Thursday, June 08, 2006

Dr. Hibbert Will See You Now (Or How To Waste $15)

In my time in New York I've accumulated quite a cadre of doctors: internists, specialists, surgeons--you name it, I've seen someone for it. I probably find about 90% of these doctors pretty good at what they do, which is pretty good considering most were picked solely on the basis of their proximity to where I work. But there is one doctor I've never particularly liked, and oddly, he's the one I've had the longest: my general practititioner.

I suppose the reason I never bothered to change was because I never saw him that much. He'd give me my flu shot and I'd see him if I wanted to check my cholesterol or my allergies were bothering me, but over the course of eight years, this has only amounted to a handful of visits.

One time I had an allergic reaction to a medicine I was taking. I was covered in hives; I had a fever; I couldn't even bend my fingers they were so swollen. When I went to see him the first thing he said was "Wow, you might have some mysterious illness." Or hives.

The next time I had an allergic reaction to a different medicine, I went to my dermatologist.

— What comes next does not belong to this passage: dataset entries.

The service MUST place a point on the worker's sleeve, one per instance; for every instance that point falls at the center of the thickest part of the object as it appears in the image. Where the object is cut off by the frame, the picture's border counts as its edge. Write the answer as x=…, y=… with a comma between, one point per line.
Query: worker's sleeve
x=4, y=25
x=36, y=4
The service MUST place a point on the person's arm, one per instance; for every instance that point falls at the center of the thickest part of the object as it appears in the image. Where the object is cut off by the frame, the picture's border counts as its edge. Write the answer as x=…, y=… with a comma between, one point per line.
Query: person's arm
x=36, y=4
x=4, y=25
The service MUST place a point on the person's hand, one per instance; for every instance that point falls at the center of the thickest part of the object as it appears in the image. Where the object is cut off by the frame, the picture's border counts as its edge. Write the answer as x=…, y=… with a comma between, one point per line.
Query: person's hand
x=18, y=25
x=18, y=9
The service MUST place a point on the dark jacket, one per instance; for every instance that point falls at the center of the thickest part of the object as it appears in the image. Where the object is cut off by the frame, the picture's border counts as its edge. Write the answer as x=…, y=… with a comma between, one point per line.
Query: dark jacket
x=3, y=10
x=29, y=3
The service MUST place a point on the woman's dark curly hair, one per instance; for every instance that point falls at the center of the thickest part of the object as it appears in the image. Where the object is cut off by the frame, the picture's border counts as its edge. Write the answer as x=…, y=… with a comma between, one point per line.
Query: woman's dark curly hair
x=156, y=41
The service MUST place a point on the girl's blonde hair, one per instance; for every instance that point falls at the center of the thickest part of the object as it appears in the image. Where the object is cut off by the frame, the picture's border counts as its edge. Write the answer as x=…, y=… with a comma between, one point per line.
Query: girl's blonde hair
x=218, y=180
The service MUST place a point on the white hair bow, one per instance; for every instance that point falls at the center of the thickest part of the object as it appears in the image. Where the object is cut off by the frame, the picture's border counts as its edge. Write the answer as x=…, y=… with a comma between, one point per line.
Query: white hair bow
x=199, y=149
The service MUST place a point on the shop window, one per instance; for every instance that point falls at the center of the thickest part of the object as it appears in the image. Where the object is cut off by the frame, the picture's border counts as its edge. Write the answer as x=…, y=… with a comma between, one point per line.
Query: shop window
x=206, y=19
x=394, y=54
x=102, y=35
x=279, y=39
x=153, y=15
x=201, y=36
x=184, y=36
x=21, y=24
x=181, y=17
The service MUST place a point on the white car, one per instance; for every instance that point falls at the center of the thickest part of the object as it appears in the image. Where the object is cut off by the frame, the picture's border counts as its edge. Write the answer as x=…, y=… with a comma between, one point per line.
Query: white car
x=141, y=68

Who actually knew what it was.

For about five days I had had a sore throat which progressed into a racuous cough. Normally I won't go to the doctor for a cold unless it's gone on for a week, but I felt oddy pressured by my boss (I had left work early and felt somehow that was contingent upon my seeing the doctor).

As soon as I said "cough" he said "bronchitis." As soon as he said "bronchitis" little bells went off in my head. I mean, I'm no doctor myself, but I'm pretty sure a cough is a sign of many things, including the common cold. As I continued to describe my condition, he continued to repeat bronchitis.

All for this: he's a pill pusher. All he wanted to do was give me a prescription for something. He always has pharma reps in his office. They are always young, pretty girls. He is always super chatty. There must be some sort of reciprocity involved: the more samples he moves, the more pens and magnets he gets.

He shoved an antibiotic sample and prescription in my hand. Asked if I needed any other pills--mood stabilizers, sleeping pills, Viagra, Accutane, prevacid (this guy must give out GREAT Easter baskets).

So many times we don't listen to our guts and it turns out our guts were right. I knew I didn't have bronchitis. I never filled the prescrip and the sample is sitting on my dresser. Two days later, my cold seems to be clearing up nicely.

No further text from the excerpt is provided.